Situation économique et financière du Nigéria
Le Président Bola Ahmed Tinubu a engagé, dès son arrivée au pouvoir en mai 2023, d’importantes réformes structurelles visant à rééquilibrer la situation économique du pays. Les principales mesures ont été la suppression de la subvention à l’essence, la libéralisation des marchés des changes et la réduction sensible du financement monétaire du déficit public.
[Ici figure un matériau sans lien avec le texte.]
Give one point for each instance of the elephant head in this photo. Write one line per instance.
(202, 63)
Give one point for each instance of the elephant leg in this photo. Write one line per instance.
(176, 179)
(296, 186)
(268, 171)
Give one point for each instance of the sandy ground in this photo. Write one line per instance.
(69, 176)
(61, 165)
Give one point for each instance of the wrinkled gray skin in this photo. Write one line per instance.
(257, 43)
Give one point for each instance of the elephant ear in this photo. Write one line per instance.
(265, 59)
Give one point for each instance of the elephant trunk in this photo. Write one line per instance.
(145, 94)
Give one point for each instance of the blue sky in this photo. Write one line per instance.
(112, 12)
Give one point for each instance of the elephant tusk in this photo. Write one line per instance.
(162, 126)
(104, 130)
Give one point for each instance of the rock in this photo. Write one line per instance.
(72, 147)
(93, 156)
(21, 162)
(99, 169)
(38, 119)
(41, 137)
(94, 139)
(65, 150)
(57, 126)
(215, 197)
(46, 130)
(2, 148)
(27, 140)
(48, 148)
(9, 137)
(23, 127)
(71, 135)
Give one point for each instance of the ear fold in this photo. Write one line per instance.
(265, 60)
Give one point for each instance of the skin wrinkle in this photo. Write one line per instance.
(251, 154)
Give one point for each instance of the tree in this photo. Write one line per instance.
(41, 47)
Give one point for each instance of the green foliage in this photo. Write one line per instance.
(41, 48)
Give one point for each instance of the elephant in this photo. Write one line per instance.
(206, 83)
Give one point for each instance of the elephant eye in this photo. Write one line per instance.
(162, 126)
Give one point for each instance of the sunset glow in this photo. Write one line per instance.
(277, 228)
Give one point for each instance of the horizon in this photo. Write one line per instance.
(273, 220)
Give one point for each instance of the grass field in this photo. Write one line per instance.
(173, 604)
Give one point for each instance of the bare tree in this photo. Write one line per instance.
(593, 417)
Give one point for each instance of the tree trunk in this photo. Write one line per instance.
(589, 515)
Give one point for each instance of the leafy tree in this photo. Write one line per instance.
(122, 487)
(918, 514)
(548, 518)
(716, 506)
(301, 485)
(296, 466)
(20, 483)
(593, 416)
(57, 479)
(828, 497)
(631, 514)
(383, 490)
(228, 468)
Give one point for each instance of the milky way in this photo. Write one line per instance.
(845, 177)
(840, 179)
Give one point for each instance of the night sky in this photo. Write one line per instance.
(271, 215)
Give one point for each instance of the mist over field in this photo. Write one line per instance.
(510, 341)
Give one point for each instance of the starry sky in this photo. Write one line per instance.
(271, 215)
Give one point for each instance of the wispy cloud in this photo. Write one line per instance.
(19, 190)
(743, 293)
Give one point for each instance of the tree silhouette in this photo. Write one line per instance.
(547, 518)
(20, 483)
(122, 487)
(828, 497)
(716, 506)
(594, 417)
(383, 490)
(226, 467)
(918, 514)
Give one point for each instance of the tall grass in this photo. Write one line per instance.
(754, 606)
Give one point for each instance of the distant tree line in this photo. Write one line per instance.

Le Président Bola Ahmed Tinubu a engagé, dès son arrivée au pouvoir en mai 2023, d’importantes réformes structurelles visant à rééquilibrer la situation économique du pays. Les principales mesures ont été la suppression de la subvention à l’essence, la libéralisation des marchés des changes et la réduction sensible du financement monétaire du déficit public. Ces réformes ont eu un impact significatif sur l’économie, entraînant une forte dévaluation du naira (-73% entre mai 2023 et novembre 2024) et une inflation élevée (33% en 2024). En réponse, la Banque centrale a adopté une politique monétaire orthodoxe, resserrant ses taux directeurs de 1 100 points de base en deux ans. Le gouvernement poursuit son action de consolidation économique avec la recapitalisation du secteur bancaire annoncée fin 2024, la modernisation de la régulation du secteur des assurances en 2025 et l’entrée en vigueur de la réforme fiscale en 2026. Si les bénéfices du rééquilibrage tardent à être perçus par la population, ils se traduisent par l’amélioration progressive des équilibres externes et un redressement notable des finances publiques. Le climat des affaires s’améliore progressivement depuis l’arrivée du gouvernement Tinubu, porté par un programme économique destiné à renforcer l’attractivité du pays pour les investisseurs étrangers et à stimuler durablement la croissance.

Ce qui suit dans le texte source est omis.